Adam Hansen is one of Lotto-Belisol's trusted riders for André Greipel’s winning sprint train. The only Australian in the Belgian team loves the European way of living. “Out of all the Australian pro cyclists, I am probably the least Australian. I love living in Europe and love the multicultural nature of our team.”
Hansen followed a remarkable career path. While his Lotto-Belisol teammates mostly followed the standard road through the junior and U23 ranks, Hansen, 32, didn’t start riding his bike seriously until his early twenties. “I have teammates who are younger than me and have been racing for sixteen years now. I am doing this eleven years now.”
“It makes me more fresh, I think,” he told Cyclingnews at the team presentation in Ghent. “I have at least ten more years in me. Starting later means that you can go on for longer. And the gap between the worst and the best in the peloton has gotten smaller over the years, too,” the Australian explained on why cycling careers tend to be longer now.
Hansen was born on the Gold Coast in Australia, and turned pro with T-Mobile in 2007 and stayed with the team under the HTC banner until it folded and he signed with Lotto-Belisol in 2011. Hansen has just signed a new contract for 2014 and 2015 with the Belgian team.
“I am very happy to stay with the team. Working for André [Greipel] is no bother. He has been so loyal and so nice to me. We all want André to win, we are a unit [as a sprint train] and if we don’t succeed we feel sorry for André. If we lose, we take it personally.”
Hansen is the only rider who finished three Grand Tours in 2012 and 2013. He aims to finish his tenth Grand Tour in a row in next year’s Vuelta, the place where he started this series in 2011.

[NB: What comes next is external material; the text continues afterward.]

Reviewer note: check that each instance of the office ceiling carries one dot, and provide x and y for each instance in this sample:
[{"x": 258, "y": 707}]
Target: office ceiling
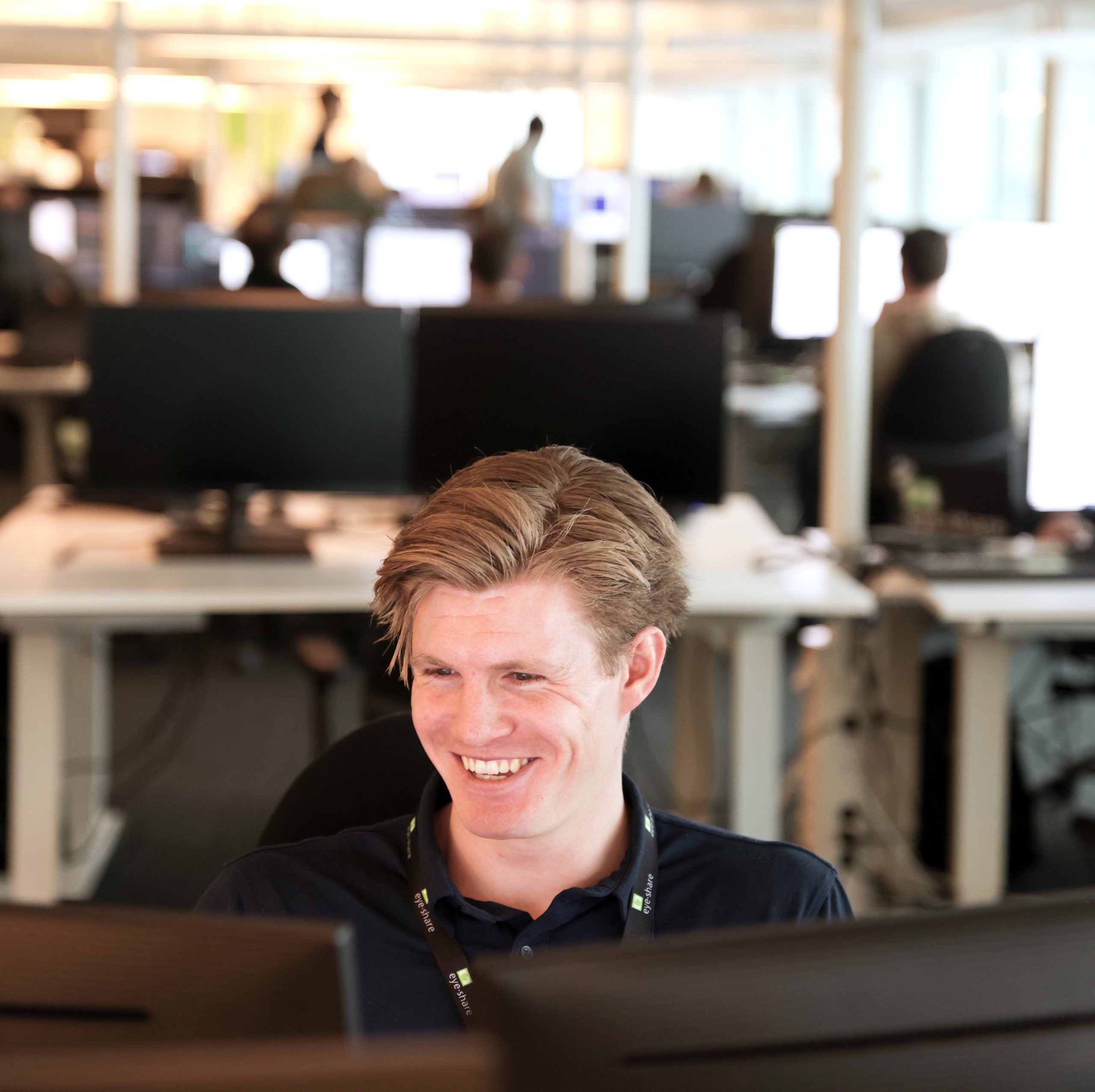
[{"x": 484, "y": 43}]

“Riding Grand Tours relaxes the brain. You don’t have to think about where you are, what time the start is. And with the in-ear communication, the sports director tells me what to do in the race. In the sprint train Siebie [Marcel Sieberg] tells us what to do because he is so tall, he sees everything. I am the one who pilots the train to the front. For me riding is very relaxing. “
This year Hansen took his first victory since 2010 by winning the seventh stage in the Giro d’Italia after a long solo breakaway. His program for 2014 will be the same as 2013 with the Australian nationals and Tour Down Under as starting point and the three Grand Tours as building blocks around which the other races are planned.